Xu Jinru (徐晋如), a self-described “poet, scholar, and conservative thinker,” writes a rant against simplified characters and pinyin that’s good for a laugh. Like a number of Xu’s other anti-simplification pieces, Character Simplification, Spread of Pinyin Leave an Awful, Lasting Legacy quotes part of the 1927 essay “A Literacy Problem?” by Pan Guangdan, a noted sociologist.
In places where society has reached a certain level, the average person’s reading material, even if it is worthless, is not absolutely harmful. In the US, for example, the topics of endless interest are instructions on how to succeed, how to improve your memory, how to be a clever speaker, and laments over public misfortunes: none of these accomplishing anything more than duping a few of the more eager believers. In places where society has not reached a certain level, you don’t even want to know about what’s being read. Wickedness, theft, evil, perversion, and everything else that stimulates people’s base impulses. Anything, regardless of whether it is true or false, can be used as material. This is the extreme end of a social phenomenon we can see wherever we look in China today. Conspiracy novels flourished a few years ago, and the “new knowledge and new culture” now constantly pouring forth demonstrates that under today’s policies that promote education, day by day more people will be able to read, yet day by day the standard of our reading material will drop.
Pan’s argument, or at least the parts of it that Xu most frequently quotes, boils down to: “The more literacy spreads, the further culture declines” (Xu’s formulation from an interview with BQ in 2007).
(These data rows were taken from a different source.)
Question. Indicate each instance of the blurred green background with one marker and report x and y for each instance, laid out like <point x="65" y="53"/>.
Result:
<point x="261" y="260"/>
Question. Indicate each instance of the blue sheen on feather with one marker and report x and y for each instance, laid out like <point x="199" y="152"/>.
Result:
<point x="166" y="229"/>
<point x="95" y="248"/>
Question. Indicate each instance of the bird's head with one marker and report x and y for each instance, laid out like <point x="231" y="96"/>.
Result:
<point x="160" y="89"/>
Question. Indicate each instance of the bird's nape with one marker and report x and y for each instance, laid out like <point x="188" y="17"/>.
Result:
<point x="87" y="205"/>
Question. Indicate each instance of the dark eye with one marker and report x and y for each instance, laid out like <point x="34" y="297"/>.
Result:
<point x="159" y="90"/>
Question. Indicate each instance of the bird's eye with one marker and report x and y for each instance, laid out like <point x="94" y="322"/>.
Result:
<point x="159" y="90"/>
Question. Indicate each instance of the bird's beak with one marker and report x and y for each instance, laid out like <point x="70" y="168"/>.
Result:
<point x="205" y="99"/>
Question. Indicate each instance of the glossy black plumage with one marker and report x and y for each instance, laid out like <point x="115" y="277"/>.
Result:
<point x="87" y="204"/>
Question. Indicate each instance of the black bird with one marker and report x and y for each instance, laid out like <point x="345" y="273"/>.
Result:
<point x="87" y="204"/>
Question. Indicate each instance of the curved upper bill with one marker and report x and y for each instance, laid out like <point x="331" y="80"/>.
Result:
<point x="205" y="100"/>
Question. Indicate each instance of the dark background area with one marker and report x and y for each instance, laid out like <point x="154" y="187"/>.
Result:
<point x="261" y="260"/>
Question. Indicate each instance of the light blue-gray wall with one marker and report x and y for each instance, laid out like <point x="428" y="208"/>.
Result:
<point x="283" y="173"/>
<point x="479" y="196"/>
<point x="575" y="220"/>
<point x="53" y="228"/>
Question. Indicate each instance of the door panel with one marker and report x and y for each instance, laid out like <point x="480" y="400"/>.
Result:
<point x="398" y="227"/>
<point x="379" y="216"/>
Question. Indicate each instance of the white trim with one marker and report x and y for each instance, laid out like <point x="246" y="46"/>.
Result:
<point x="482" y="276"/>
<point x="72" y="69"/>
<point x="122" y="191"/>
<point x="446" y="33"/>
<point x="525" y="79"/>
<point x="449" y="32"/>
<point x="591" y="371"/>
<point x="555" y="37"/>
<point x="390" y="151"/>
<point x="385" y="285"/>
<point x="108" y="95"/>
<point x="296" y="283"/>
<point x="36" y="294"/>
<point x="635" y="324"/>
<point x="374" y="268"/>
It’s an argument against the use of simplified characters that I’d never read before: the increased literacy that results when characters are made easier to learn is ultimately responsible for destroying Chinese culture.
At the end of the essay, Xu writes in phrases that echo familiar ideological dogma that traditional — complicated — characters are a historical inevitability:
There’s a noted scholar of ancient Chinese at Zhongshan University who applauds simplification for the reason that Chinese characters in the age of oracle bones were very simple. But on the other hand, he also explains how from the Shang and Zhou dynasties through today, the development of Chinese characters has followed a law of increasing complexity. Using an administrative edict to simplify characters is precisely in opposition to this law.